The good news is that the relative weight of agriculture should decline, but this would just represent a continuation of a trend, which started 20 year ago. The share of employment in agriculture has halved over this period, but the share of spending on agriculture has fallen by only one third.  Spending per farmer has thus increased considerably.

The main novelty proposed in this area would be put a cap on the total direct payments any single farm could obtain from the EU budget. This is of course very much resisted by the largest farm holdings (often industrial enterprises specializing in single crops, e.g. sugar).  Countries with many of such large beneficiaries of direct payments tend to defend these interests (although the benefits of these payments would go mainly to the shareholders of these firms, not farmers).

The relative weight of cohesion spending should also decline, but only very slightly, although differences in income have narrowed a lot over the last two decades.  But this the area where MSs have the most direct interest because cohesion funding goes directly into the coffers of regional governments.

Much has been made of the idea to link EU spending to the respect of the rule of law in Member States. However, the Commission is now in reality proposing something quite different. The original text reads as follows:

«The Commission is now proposing to strengthen the protection of the EU budget from financial risks linked  to  generalised  deficiencies  as  regards  the  rule  of  law  in  the  Member  States.  If  such deficiencies  impair  or  threaten  to  impair  sound  financial  management  or  the  protection  of  the  financial interests  of  the  Union,  it  must  be  possible  to  draw  consequences  for  EU  funding».
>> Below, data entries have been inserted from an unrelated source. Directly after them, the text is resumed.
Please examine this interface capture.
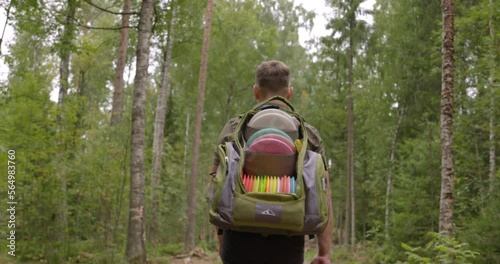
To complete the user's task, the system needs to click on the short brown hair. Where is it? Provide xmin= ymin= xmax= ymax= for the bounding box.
xmin=255 ymin=60 xmax=290 ymax=94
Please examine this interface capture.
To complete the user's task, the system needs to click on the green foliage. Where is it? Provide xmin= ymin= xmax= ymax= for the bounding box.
xmin=398 ymin=233 xmax=479 ymax=264
xmin=0 ymin=0 xmax=500 ymax=263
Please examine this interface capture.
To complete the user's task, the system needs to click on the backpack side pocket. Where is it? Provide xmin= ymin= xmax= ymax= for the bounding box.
xmin=302 ymin=150 xmax=328 ymax=234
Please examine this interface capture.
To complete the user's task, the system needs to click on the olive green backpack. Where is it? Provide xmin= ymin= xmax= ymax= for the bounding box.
xmin=209 ymin=97 xmax=329 ymax=235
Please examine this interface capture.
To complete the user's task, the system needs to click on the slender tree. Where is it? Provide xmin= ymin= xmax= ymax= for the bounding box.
xmin=58 ymin=0 xmax=77 ymax=105
xmin=111 ymin=0 xmax=131 ymax=125
xmin=439 ymin=0 xmax=455 ymax=236
xmin=184 ymin=0 xmax=214 ymax=251
xmin=488 ymin=0 xmax=498 ymax=192
xmin=385 ymin=106 xmax=405 ymax=240
xmin=57 ymin=0 xmax=77 ymax=244
xmin=126 ymin=0 xmax=154 ymax=263
xmin=150 ymin=4 xmax=177 ymax=241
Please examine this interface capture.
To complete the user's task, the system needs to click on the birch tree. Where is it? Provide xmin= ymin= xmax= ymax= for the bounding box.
xmin=184 ymin=0 xmax=214 ymax=251
xmin=111 ymin=0 xmax=131 ymax=125
xmin=439 ymin=0 xmax=455 ymax=236
xmin=150 ymin=4 xmax=177 ymax=241
xmin=126 ymin=0 xmax=154 ymax=263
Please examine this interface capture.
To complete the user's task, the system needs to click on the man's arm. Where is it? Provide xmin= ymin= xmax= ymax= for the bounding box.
xmin=311 ymin=171 xmax=333 ymax=264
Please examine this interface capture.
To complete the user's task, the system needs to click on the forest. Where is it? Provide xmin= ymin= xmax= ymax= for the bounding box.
xmin=0 ymin=0 xmax=500 ymax=263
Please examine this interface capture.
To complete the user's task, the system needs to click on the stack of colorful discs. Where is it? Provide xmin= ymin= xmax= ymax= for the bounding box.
xmin=242 ymin=175 xmax=296 ymax=193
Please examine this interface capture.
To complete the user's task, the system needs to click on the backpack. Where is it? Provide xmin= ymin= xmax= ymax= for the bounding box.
xmin=209 ymin=96 xmax=328 ymax=235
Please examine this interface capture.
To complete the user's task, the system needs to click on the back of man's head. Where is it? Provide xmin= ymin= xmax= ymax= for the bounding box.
xmin=255 ymin=60 xmax=290 ymax=95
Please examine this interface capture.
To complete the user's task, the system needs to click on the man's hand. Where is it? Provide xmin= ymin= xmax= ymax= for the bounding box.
xmin=311 ymin=255 xmax=331 ymax=264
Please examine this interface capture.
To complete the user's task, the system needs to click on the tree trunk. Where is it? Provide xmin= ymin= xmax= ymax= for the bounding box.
xmin=56 ymin=0 xmax=76 ymax=244
xmin=57 ymin=0 xmax=76 ymax=108
xmin=488 ymin=0 xmax=498 ymax=193
xmin=347 ymin=17 xmax=356 ymax=248
xmin=184 ymin=0 xmax=214 ymax=251
xmin=385 ymin=106 xmax=405 ymax=241
xmin=182 ymin=109 xmax=191 ymax=181
xmin=111 ymin=0 xmax=130 ymax=125
xmin=439 ymin=0 xmax=455 ymax=236
xmin=149 ymin=7 xmax=177 ymax=242
xmin=126 ymin=0 xmax=154 ymax=263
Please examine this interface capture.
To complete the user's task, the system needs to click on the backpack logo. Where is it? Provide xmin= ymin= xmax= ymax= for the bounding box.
xmin=255 ymin=203 xmax=283 ymax=224
xmin=261 ymin=209 xmax=276 ymax=216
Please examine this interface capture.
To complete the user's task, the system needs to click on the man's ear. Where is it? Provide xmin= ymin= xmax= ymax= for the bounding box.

This implies that in reality the rule of law condition would not aim at countries where the judiciary is no longer independent or where media freedom is in danger.  The purpose of the rule of law condition would be only to protect the financial interests of the EU.  Even countries where the democratic process no longer works would thus continue to obtain funding from the EU provided the country respects the financial interests of the EU.  This might appear unjust.  But it makes sense.  The EU needs to defend its fundamental values and democratic principles.  But taking away EU spending would mean that only the poor could be punished.  The EU needs different instruments to uphold the respect of its fundamental values.

The biggest proposed increase is in the area of internal and external security. However, the increase is much less dramatic if one compares the Commission’s proposal for the 2021-27 MFF not to the 2014-2020 MFF, but to today’s (2018) spending since some funds have already been redirected to this area.  Nevertheless, more funding will be available with one eye catching commitment: «The Commission proposes to create a standing corps of around 10,000 border guards by the end of the financial period».

But it remains to be seen where these 10 thousand would be deployed.  Member States might be weary of having so many EU officials occupying their border posts.

All in all, the Commission proposes a modest step in the right direction, but not the ‘fresh start’ it claims.  Moreover, even the modes improvements proposed by the Commission risk being diluted by special interest of Member States.  This is the start of a long process of haggling which is unlikely to improve the final result given the strong status quo bias which is built into the system.